The optimization of the CT acquisition parameters led to a suitable contrast to clearly discern both solid and liquid phases and thus to track the eicosane solidification, as shown in Figure 11a. A distinctive feature of this study was the complex pore network structure developed by the PCM during the phase transition, which led to an overall volumetric shrinkage of ∼14.5 %. The specific pore characteristics (size, shape and distribution), which can be seen in Figure 11c, significantly impacted the PCM thermal performance and required enhancing the segmentation algorithm used to compute the volumetric liquid fraction shown in Figure 11b.

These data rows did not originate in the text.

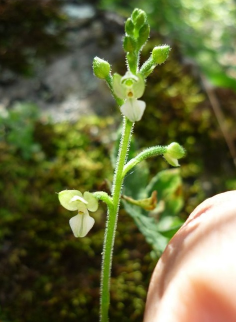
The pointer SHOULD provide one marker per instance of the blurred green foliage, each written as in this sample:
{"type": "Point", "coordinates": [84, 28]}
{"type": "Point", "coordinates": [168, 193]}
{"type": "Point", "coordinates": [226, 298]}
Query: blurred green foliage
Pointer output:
{"type": "Point", "coordinates": [29, 30]}
{"type": "Point", "coordinates": [45, 273]}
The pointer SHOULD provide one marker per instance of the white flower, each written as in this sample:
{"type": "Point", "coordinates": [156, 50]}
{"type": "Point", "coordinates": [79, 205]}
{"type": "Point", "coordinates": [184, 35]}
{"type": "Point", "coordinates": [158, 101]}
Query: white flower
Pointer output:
{"type": "Point", "coordinates": [74, 200]}
{"type": "Point", "coordinates": [130, 88]}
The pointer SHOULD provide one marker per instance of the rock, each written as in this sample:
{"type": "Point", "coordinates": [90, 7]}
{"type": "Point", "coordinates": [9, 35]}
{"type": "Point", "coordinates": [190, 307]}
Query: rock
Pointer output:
{"type": "Point", "coordinates": [65, 88]}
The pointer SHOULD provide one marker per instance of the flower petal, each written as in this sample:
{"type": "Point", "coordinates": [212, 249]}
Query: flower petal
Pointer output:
{"type": "Point", "coordinates": [65, 198]}
{"type": "Point", "coordinates": [91, 200]}
{"type": "Point", "coordinates": [133, 109]}
{"type": "Point", "coordinates": [81, 224]}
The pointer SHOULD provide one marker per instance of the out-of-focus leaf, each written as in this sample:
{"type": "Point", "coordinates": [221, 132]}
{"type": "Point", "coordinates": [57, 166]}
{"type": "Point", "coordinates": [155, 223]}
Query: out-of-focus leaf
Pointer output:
{"type": "Point", "coordinates": [168, 185]}
{"type": "Point", "coordinates": [159, 225]}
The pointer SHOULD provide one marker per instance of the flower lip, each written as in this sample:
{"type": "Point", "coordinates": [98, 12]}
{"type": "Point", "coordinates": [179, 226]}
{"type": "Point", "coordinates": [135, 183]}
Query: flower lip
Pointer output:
{"type": "Point", "coordinates": [78, 198]}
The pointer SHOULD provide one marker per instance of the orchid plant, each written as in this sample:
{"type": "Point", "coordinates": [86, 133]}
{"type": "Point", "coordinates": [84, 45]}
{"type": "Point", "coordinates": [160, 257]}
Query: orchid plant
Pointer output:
{"type": "Point", "coordinates": [127, 91]}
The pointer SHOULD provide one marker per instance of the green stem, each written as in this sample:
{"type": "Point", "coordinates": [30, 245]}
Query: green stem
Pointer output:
{"type": "Point", "coordinates": [109, 82]}
{"type": "Point", "coordinates": [148, 153]}
{"type": "Point", "coordinates": [103, 196]}
{"type": "Point", "coordinates": [112, 218]}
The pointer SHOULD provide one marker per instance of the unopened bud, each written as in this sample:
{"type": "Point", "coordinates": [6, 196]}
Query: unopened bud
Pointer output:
{"type": "Point", "coordinates": [160, 54]}
{"type": "Point", "coordinates": [101, 68]}
{"type": "Point", "coordinates": [129, 44]}
{"type": "Point", "coordinates": [144, 34]}
{"type": "Point", "coordinates": [129, 27]}
{"type": "Point", "coordinates": [174, 151]}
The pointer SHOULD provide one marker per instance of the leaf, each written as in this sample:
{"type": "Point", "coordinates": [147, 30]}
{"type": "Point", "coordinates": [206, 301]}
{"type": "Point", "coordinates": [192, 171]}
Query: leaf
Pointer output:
{"type": "Point", "coordinates": [168, 185]}
{"type": "Point", "coordinates": [160, 225]}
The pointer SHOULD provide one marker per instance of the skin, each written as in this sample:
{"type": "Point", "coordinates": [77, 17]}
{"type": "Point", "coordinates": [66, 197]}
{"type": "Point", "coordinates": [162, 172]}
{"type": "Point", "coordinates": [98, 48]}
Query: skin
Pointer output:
{"type": "Point", "coordinates": [195, 279]}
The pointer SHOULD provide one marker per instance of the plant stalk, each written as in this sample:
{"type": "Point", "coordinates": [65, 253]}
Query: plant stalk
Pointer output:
{"type": "Point", "coordinates": [112, 217]}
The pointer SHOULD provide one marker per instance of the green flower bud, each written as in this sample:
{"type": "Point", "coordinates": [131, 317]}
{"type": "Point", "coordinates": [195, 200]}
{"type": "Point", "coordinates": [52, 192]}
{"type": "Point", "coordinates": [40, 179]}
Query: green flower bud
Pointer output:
{"type": "Point", "coordinates": [129, 44]}
{"type": "Point", "coordinates": [132, 61]}
{"type": "Point", "coordinates": [174, 151]}
{"type": "Point", "coordinates": [143, 34]}
{"type": "Point", "coordinates": [129, 27]}
{"type": "Point", "coordinates": [135, 14]}
{"type": "Point", "coordinates": [140, 19]}
{"type": "Point", "coordinates": [101, 68]}
{"type": "Point", "coordinates": [160, 54]}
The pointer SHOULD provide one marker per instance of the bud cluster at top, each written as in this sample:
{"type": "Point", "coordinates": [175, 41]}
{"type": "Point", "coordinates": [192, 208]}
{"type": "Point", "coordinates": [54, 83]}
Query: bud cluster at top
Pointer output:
{"type": "Point", "coordinates": [129, 88]}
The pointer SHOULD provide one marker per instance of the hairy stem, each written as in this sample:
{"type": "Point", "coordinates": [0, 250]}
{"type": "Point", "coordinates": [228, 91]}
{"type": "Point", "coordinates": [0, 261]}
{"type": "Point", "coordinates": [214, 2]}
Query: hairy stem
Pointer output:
{"type": "Point", "coordinates": [148, 153]}
{"type": "Point", "coordinates": [112, 218]}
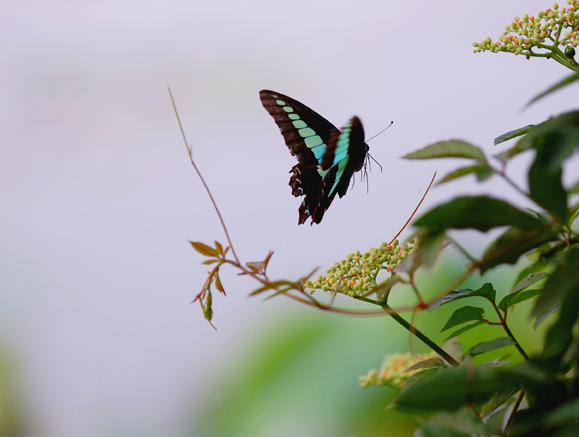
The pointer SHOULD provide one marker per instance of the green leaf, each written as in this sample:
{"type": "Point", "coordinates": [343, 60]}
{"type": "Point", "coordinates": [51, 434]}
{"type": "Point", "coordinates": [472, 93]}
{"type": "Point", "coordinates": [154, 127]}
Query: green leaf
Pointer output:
{"type": "Point", "coordinates": [512, 244]}
{"type": "Point", "coordinates": [203, 249]}
{"type": "Point", "coordinates": [451, 388]}
{"type": "Point", "coordinates": [431, 244]}
{"type": "Point", "coordinates": [513, 134]}
{"type": "Point", "coordinates": [538, 266]}
{"type": "Point", "coordinates": [545, 186]}
{"type": "Point", "coordinates": [482, 213]}
{"type": "Point", "coordinates": [483, 172]}
{"type": "Point", "coordinates": [561, 282]}
{"type": "Point", "coordinates": [502, 397]}
{"type": "Point", "coordinates": [427, 364]}
{"type": "Point", "coordinates": [561, 289]}
{"type": "Point", "coordinates": [272, 286]}
{"type": "Point", "coordinates": [459, 423]}
{"type": "Point", "coordinates": [565, 414]}
{"type": "Point", "coordinates": [486, 290]}
{"type": "Point", "coordinates": [449, 149]}
{"type": "Point", "coordinates": [517, 297]}
{"type": "Point", "coordinates": [488, 346]}
{"type": "Point", "coordinates": [560, 135]}
{"type": "Point", "coordinates": [568, 80]}
{"type": "Point", "coordinates": [529, 280]}
{"type": "Point", "coordinates": [448, 389]}
{"type": "Point", "coordinates": [464, 329]}
{"type": "Point", "coordinates": [218, 284]}
{"type": "Point", "coordinates": [463, 315]}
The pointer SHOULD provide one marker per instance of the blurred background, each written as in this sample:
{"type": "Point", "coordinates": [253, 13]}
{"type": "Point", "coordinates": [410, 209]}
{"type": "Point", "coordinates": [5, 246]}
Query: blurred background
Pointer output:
{"type": "Point", "coordinates": [99, 200]}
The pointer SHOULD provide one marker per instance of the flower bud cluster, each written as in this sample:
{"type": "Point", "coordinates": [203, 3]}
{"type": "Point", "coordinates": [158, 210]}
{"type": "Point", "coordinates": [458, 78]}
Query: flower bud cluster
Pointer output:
{"type": "Point", "coordinates": [392, 371]}
{"type": "Point", "coordinates": [356, 275]}
{"type": "Point", "coordinates": [553, 27]}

5. XCT as a Tool to Validate PCM Numerical Models

The availability of time-resolved XCT imaging data represents a valuable tool for calibrating and validating numerical models used to design proper LHTES. Different computational models have been deployed to predict the PCM behavior during melting and solidification [88,89]. Among them, the enthalpy–porosity method developed by Voller et al. [90,91] is the most commonly used one, as it is computationally efficient and provides accurate results for both sharp and gradual solid–liquid phase changes. Different from other numerical methods, it simplifies the simulation by treating the mushy zone (region where both solid and liquid phases coexist) as a porous medium with a porosity that varies based on the liquid fraction, which is modeled as a smooth function of the PCM temperature. The XCT-based strategy to validate numerical PCM models consist in comparing the model’s predicted liquid fraction curve with the experimental one obtained from XCT imaging data. Model parameters (e.g., time-step, mesh sensitivity, inlet temperature, heating/cooling rate, etc.) should be tuned until reaching the best possible match between simulated and experimental liquid fraction curves. This is a fairly new approach that has been applied recently to the PCMs exemplified below.

5.1. Melting of Ice

Guarda et al. [86] made the first attempt to validate PCM numerical models against transient liquid fraction data extracted from time-lapse XCT experiments. To achieve that, an ice cylinder frozen at −18° was allowed to melt inside a XCT system (called LuCi) [57] and in situ time-lapse XCT measurements during the process melting were recorded, as described in Section 4.3. From the time-series of tomograms, the transient volume fraction curve of water was computed by using an in-house developed algorithm. This data were used to validate numerical results obtained from an enthalpy–porosity model developed for the same system and executed in Ansys Fluent 18.2 [86].
An excellent agreement between experimental and numerical liquid fractions was found, as shown in Figure 12b. The algorithm applied to calculate liquid fraction from XCT data works better in cases when liquid and solid phases are not disproportional in size. This corresponds to the time range where both model and experiments match pretty well. Comparison of liquid fraction contours between model and experiment also revealed the same trend over time (cf. Figure 12a).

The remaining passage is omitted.